S Jeevitha and N Priya


Vol. 22  No. 9  pp. 756-764


To implement the proposed rule-based algorithm SCBOD(Size and Count based object detection algorithm with augmentation) in ultrasound images for finding the PCOS(Poly Cystic Ovary Syndromes) also known as Poly Cystic Ovary Disease in the ovary. It exists with the symptoms and signs of androgen excess and abnormal ovarian functions which leads to failure of the ovulation process. PCOS is a common hormonal change disorder that affects the endocrine system in the female reproductive system. It causes multi-genetic disorders including environmental influence, food habits, and other life-threatening issues.
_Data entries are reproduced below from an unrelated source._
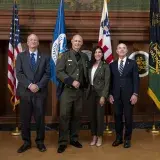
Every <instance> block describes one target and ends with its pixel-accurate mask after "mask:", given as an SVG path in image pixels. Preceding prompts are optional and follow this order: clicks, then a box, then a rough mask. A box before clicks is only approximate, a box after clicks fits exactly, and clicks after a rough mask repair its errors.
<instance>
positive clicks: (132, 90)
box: [110, 58, 139, 99]
mask: <svg viewBox="0 0 160 160" xmlns="http://www.w3.org/2000/svg"><path fill="white" fill-rule="evenodd" d="M110 71H111V85H110V94H111V95H113V97H114V99H116V98H117V99H118V98H119V97H120V88H121V89H122V91H123V93H124V94H125V95H126V98H131V96H132V94H133V93H136V94H138V90H139V74H138V66H137V63H136V62H135V61H134V60H131V59H128V58H127V59H126V63H125V66H124V69H123V74H122V76H120V73H119V71H118V60H116V61H114V62H113V63H111V64H110Z"/></svg>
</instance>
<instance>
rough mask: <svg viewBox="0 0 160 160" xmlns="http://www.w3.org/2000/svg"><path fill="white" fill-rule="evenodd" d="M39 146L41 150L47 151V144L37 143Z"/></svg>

A new emerging trending technique is used to analyze the ultrasound images to recognize the different types of ovaries like Normal ovary, Cystic ovary, and PCOS. An improved novel SCBOD architecture is implemented to identify the ovary and classify the ovaries as polycystic ovaries or non-polycystic ovaries. In this paper, the work is divided into three methods, I. Ovary can detection and classification using CNN method with augmentation, II. Proposed SCBOD feature extraction and classification with SVM classifier, and III. Augmentation techniques with SCBOD feature extraction and Classification with SVM classifier. The proposed algorithm gives more accuracy when augmented the dataset and all the other methods by increasing the time complexity and performance, which are evaluated using geometrical, statistical, and other metrics. The pathologist can able to detect PCOS accurately with the help of the proposed novel SCBOD algorithm.


PCOS (Polycystic Ovarian Syndrome), SCBOD (Size and Count Based Object Detection), Augmentation techniques, SVM classifier, CNN classification, Watershed method.